De nombreux autres Juifs, seuls ou avec l’aide de la population locale et de la Résistance, sont entrés
dans la clandestinité, c’est le cas de Marjem Rozen et sa fille Brandel que les fuyards parviennent à
rejoindre. Moszek Kempner et sa famille décident de se cacher dans différentes maisons de la région :
lui trouve refuge chez les Renard-Gresy à Grivegnée, les autres chez la famille Hanon-Lenaerts à
Angleur.
Ce n’est qu’un bref répit : le 12 avril 1943, vraisemblablement sur dénonciation, la section anti-juive
de la Sicherheitspolizei de Liège fait une descente tant à Grivegnée qu’à Angleur. Moszek Kempner
se dissimule dans un faux grenier et arrive ainsi à se soustraire à l’arrestation. Ce ne sera pas le cas de
son épouse, sa fille, son beau-fils et son beau-frère.

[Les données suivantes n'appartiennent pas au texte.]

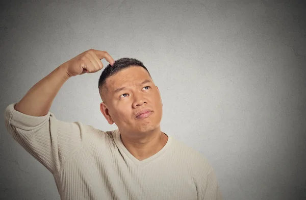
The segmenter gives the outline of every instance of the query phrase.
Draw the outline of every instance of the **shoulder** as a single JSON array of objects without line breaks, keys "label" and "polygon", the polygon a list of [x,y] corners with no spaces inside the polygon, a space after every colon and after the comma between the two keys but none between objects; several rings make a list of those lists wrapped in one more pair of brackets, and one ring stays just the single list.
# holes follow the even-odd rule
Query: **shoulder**
[{"label": "shoulder", "polygon": [[111,146],[115,145],[114,137],[116,130],[104,131],[90,125],[85,125],[85,128],[86,132],[89,135],[91,135],[90,137],[91,142],[100,144],[106,143]]},{"label": "shoulder", "polygon": [[209,161],[203,154],[187,145],[185,143],[173,139],[174,156],[183,159],[186,167],[196,176],[205,176],[213,170]]}]

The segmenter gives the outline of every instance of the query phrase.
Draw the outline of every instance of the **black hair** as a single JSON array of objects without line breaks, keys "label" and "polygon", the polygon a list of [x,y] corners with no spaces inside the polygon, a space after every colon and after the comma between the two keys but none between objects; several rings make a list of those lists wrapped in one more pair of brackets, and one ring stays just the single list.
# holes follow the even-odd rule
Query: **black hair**
[{"label": "black hair", "polygon": [[[102,90],[103,87],[105,85],[106,79],[113,75],[116,74],[122,69],[132,66],[139,66],[144,68],[148,72],[151,79],[152,78],[150,72],[149,72],[146,67],[144,66],[143,63],[137,59],[132,58],[122,58],[115,60],[114,65],[111,66],[110,64],[109,64],[105,67],[99,79],[98,87],[99,88],[100,96],[102,101],[104,100],[102,96]],[[106,89],[107,90],[107,88]]]}]

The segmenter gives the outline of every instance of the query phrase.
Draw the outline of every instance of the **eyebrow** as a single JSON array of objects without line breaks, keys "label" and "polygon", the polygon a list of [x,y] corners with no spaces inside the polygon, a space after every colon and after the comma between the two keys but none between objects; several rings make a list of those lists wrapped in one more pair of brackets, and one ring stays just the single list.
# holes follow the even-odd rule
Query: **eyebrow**
[{"label": "eyebrow", "polygon": [[[144,80],[142,83],[140,83],[140,84],[138,84],[138,85],[140,86],[140,85],[143,85],[145,83],[151,83],[151,82],[152,82],[151,81],[150,81],[148,79],[146,79],[146,80]],[[126,89],[126,88],[125,88],[125,87],[120,87],[119,88],[117,88],[115,90],[115,91],[114,91],[114,94],[116,94],[118,92],[120,92],[120,91],[125,90],[125,89]]]}]

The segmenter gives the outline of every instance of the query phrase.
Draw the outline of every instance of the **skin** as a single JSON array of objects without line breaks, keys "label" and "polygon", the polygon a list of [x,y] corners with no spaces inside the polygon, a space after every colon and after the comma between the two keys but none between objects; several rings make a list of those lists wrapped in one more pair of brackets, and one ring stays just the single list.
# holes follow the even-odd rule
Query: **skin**
[{"label": "skin", "polygon": [[[145,80],[149,82],[140,85]],[[159,89],[146,70],[137,66],[124,69],[109,77],[105,87],[107,94],[100,110],[109,123],[117,125],[126,149],[139,160],[160,151],[168,141],[160,128],[163,104]],[[122,87],[125,89],[114,92]],[[151,110],[151,115],[137,118],[136,113],[143,109]]]}]

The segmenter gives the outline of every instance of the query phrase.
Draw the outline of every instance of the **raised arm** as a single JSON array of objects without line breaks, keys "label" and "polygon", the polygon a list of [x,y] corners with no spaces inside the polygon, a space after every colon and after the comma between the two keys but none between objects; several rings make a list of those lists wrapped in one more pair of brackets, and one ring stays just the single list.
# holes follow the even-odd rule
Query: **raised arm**
[{"label": "raised arm", "polygon": [[52,102],[68,79],[101,69],[100,59],[103,58],[113,64],[114,60],[106,52],[83,52],[61,65],[32,87],[19,103],[11,104],[5,111],[8,132],[54,174],[94,130],[79,121],[57,119],[49,111]]},{"label": "raised arm", "polygon": [[92,49],[63,63],[34,85],[15,106],[15,109],[29,115],[45,115],[60,88],[69,78],[100,70],[103,67],[100,59],[103,58],[111,65],[114,64],[114,59],[107,52]]}]

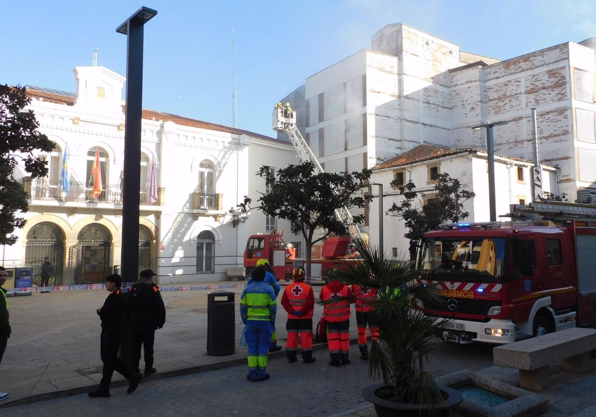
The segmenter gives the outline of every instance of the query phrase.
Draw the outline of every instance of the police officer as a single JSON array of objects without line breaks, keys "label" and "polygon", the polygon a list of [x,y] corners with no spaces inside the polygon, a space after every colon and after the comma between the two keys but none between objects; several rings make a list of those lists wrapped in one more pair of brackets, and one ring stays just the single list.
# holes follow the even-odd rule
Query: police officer
[{"label": "police officer", "polygon": [[269,379],[269,343],[277,313],[275,294],[271,285],[263,282],[265,276],[265,268],[254,268],[252,282],[247,285],[240,296],[240,318],[246,326],[244,334],[248,350],[246,379],[253,382]]},{"label": "police officer", "polygon": [[[339,281],[335,273],[330,274],[330,282],[321,291],[319,298],[328,301],[323,307],[323,315],[327,325],[327,341],[332,366],[341,366],[350,363],[350,303],[353,302],[352,290]],[[334,301],[333,300],[337,300]]]},{"label": "police officer", "polygon": [[285,329],[288,341],[285,353],[290,363],[296,362],[298,336],[302,348],[302,362],[311,363],[312,357],[312,313],[315,306],[315,294],[312,287],[304,282],[305,271],[301,267],[292,271],[294,282],[285,287],[281,296],[281,305],[288,312]]},{"label": "police officer", "polygon": [[[275,297],[277,297],[278,294],[280,294],[280,284],[277,283],[277,279],[275,278],[275,274],[274,272],[273,269],[269,264],[269,261],[263,258],[259,259],[257,261],[257,266],[262,266],[265,268],[265,283],[271,285],[273,288],[273,291],[275,292]],[[248,285],[250,284],[253,283],[252,276],[249,278],[249,281],[247,282],[246,285]],[[275,322],[273,322],[273,330],[271,334],[271,341],[269,344],[269,351],[270,352],[277,352],[279,350],[281,350],[281,346],[277,344],[277,332],[275,330]]]},{"label": "police officer", "polygon": [[126,329],[126,301],[120,289],[122,278],[117,273],[105,277],[105,290],[110,295],[105,298],[104,305],[97,309],[97,315],[101,319],[101,362],[104,363],[103,375],[100,387],[89,393],[91,398],[110,396],[110,382],[114,371],[116,371],[129,381],[129,394],[135,391],[139,386],[141,376],[131,371],[131,368],[118,358],[122,338]]},{"label": "police officer", "polygon": [[166,322],[166,307],[159,287],[151,281],[157,274],[151,269],[141,271],[138,281],[128,292],[126,317],[132,335],[132,371],[139,374],[141,347],[145,350],[145,376],[157,371],[153,368],[153,343],[155,331]]}]

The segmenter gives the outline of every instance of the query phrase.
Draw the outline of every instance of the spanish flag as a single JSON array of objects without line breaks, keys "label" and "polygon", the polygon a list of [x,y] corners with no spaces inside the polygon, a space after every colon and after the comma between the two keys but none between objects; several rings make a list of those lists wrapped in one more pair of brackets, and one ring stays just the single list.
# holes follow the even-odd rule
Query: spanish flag
[{"label": "spanish flag", "polygon": [[93,176],[93,197],[97,198],[103,192],[101,183],[101,166],[100,165],[100,148],[95,148],[95,159],[91,167],[91,175]]}]

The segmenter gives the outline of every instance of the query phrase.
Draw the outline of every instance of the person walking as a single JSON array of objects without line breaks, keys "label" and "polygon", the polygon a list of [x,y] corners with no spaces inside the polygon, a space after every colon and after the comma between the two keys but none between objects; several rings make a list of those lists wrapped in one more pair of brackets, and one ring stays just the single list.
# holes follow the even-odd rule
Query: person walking
[{"label": "person walking", "polygon": [[[259,259],[257,261],[257,266],[262,266],[265,270],[265,283],[271,286],[273,291],[275,293],[275,297],[280,294],[281,287],[275,278],[275,273],[273,268],[269,264],[269,261],[265,259]],[[252,283],[252,278],[249,278],[246,285]],[[275,323],[273,323],[273,330],[271,334],[271,340],[269,344],[269,351],[277,352],[281,350],[281,346],[277,344],[277,331],[275,330]]]},{"label": "person walking", "polygon": [[[0,266],[0,363],[4,356],[6,346],[10,337],[10,322],[8,320],[8,301],[6,298],[6,290],[2,287],[8,276],[6,268]],[[0,391],[0,401],[8,396],[8,393]]]},{"label": "person walking", "polygon": [[131,326],[132,372],[139,374],[141,347],[144,349],[144,376],[155,374],[153,368],[153,344],[155,331],[166,322],[166,307],[159,287],[152,278],[157,274],[151,269],[141,271],[139,278],[128,291],[126,318]]},{"label": "person walking", "polygon": [[[350,288],[331,275],[330,282],[321,290],[319,298],[328,301],[323,307],[327,324],[327,341],[332,366],[341,366],[351,361],[350,353],[350,303],[353,297]],[[337,301],[333,301],[334,300]]]},{"label": "person walking", "polygon": [[[54,272],[54,267],[52,266],[52,263],[49,262],[49,257],[46,256],[44,258],[44,262],[41,263],[41,273],[40,276],[41,277],[41,280],[39,282],[39,287],[44,288],[49,284],[49,277],[52,276],[52,272]],[[42,291],[41,292],[49,292],[49,291]]]},{"label": "person walking", "polygon": [[356,323],[358,325],[358,348],[360,359],[368,360],[368,343],[367,340],[367,326],[370,332],[371,340],[375,341],[378,337],[378,328],[374,320],[373,312],[374,301],[377,299],[377,290],[362,285],[353,284],[352,292],[356,297]]},{"label": "person walking", "polygon": [[252,282],[247,285],[240,297],[240,318],[246,326],[244,336],[248,350],[246,379],[253,382],[269,378],[267,373],[269,342],[277,312],[275,294],[271,285],[263,282],[265,277],[265,268],[254,268]]},{"label": "person walking", "polygon": [[288,312],[285,329],[288,341],[285,353],[290,363],[296,362],[298,337],[302,350],[302,362],[312,363],[316,359],[312,357],[312,313],[315,307],[315,294],[312,287],[304,282],[305,270],[301,267],[292,271],[294,282],[285,287],[281,296],[281,305]]},{"label": "person walking", "polygon": [[126,301],[120,289],[122,278],[114,273],[105,277],[105,290],[110,295],[104,305],[97,309],[97,315],[101,319],[101,362],[104,363],[100,387],[89,393],[91,398],[110,396],[110,382],[114,371],[116,371],[129,381],[129,394],[139,386],[141,376],[131,370],[127,365],[118,358],[118,349],[126,329]]}]

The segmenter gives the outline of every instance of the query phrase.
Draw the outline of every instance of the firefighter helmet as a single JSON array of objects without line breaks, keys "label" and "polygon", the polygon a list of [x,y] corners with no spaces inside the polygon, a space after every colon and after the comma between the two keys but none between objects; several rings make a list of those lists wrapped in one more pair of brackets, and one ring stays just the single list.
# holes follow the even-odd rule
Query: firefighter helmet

Ils sont d’abord internés à la Citadelle de Liège, caserne militaire reconvertie en prison de haute
sécurité par l'occupant allemand, d’où Brandel Kempner fait parvenir en fraude, le 15 avril suivant un
dernier message à son père pour l’informer de leur situation.
Le 17 avril 1943, ils sont transférés à la Caserne Dossin de Malines et le 19, ils sont déportés par le
XXe convoi. Celui-ci est attaqué par la Résistance et le mari de Brandel, Abraham Grub, parvient à
s’évader (il sera repris et déporté par le XXIe convoi du 31 juillet 1943).

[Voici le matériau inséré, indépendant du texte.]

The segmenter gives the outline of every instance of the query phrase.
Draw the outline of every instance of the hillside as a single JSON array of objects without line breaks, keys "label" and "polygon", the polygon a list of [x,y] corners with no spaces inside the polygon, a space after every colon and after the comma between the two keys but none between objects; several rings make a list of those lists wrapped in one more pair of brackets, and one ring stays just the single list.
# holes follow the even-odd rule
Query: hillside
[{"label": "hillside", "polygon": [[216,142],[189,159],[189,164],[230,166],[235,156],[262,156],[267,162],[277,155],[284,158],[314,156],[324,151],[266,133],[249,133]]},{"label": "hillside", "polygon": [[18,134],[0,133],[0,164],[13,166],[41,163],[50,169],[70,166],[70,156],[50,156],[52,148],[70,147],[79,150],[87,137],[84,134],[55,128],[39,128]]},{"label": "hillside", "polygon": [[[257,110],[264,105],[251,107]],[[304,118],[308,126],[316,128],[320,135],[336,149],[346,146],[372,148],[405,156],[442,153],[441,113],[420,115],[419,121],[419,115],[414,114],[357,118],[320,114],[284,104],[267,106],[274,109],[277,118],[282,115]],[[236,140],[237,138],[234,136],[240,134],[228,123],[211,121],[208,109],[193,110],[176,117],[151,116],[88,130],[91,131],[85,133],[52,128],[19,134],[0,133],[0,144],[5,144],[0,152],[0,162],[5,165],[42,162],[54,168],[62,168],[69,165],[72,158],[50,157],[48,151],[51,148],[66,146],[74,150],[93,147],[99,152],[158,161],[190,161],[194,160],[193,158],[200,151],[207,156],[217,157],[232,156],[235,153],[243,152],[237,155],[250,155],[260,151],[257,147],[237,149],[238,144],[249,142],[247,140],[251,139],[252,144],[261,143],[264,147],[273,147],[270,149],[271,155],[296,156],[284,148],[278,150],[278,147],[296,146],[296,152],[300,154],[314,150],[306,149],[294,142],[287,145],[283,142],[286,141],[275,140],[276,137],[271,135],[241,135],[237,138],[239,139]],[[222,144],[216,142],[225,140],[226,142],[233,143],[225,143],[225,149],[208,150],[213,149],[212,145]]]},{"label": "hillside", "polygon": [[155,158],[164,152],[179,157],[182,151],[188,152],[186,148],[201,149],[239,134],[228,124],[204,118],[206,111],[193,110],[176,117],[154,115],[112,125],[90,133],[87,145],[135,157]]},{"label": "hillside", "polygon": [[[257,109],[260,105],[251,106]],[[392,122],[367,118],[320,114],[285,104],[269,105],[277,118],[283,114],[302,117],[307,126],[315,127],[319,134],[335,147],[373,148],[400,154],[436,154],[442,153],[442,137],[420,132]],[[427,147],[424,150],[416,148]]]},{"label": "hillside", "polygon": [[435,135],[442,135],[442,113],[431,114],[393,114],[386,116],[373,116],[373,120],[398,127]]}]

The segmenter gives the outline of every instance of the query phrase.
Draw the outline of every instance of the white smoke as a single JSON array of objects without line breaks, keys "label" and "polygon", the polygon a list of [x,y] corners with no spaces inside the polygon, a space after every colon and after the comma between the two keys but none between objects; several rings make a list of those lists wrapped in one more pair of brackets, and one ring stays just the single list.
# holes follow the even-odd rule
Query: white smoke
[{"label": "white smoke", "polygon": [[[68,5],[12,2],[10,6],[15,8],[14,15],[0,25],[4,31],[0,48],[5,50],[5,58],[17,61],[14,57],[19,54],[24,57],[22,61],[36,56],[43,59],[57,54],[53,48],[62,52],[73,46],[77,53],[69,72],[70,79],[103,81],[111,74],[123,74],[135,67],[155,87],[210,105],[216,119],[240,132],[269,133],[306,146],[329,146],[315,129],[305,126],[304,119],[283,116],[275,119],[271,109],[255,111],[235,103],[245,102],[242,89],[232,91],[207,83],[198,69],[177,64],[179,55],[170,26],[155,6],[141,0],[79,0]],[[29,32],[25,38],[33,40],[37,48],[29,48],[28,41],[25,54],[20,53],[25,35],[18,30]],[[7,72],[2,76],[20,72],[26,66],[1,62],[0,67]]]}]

Marjem et Brandel Kempner arrivent, elles, le 22 avril 1943 à Auschwitz. Quatre mois plus tard, elles
font partie du groupe de prisonniers « sélectionné » pour le « projet Hirt » et sont transférées au camp
du Struthof-Natzweiler en Alsace. Elles y sont gazées le 11 août 1943.
Avec l’avalanche commémorative de cette dernière année, on était en droit de se demander si tout
n’avait pas été dit. Le destin de ces 86 victimes dont il a fallu 60 ans pour retrouver l’identité, vient
nous rappeler qu’il y a encore beaucoup à étudier, à dire, et à écrire.
En Belgique l’ouverture récente de fonds d’archives totalement inédits, des recherches de plus en plus
détaillées sur les modalités concrètes de la persécution des Juifs, l’émergence d’études régionales,
éclaire des zones d’ombres de notre histoire nationale. Elles permettent aussi, petit à petit, de sortir de
l’anonymat ces dizaines de milliers de juifs de Belgique assassinés, dont le souvenir se résume
jusqu’à présent à des statistiques abstraites.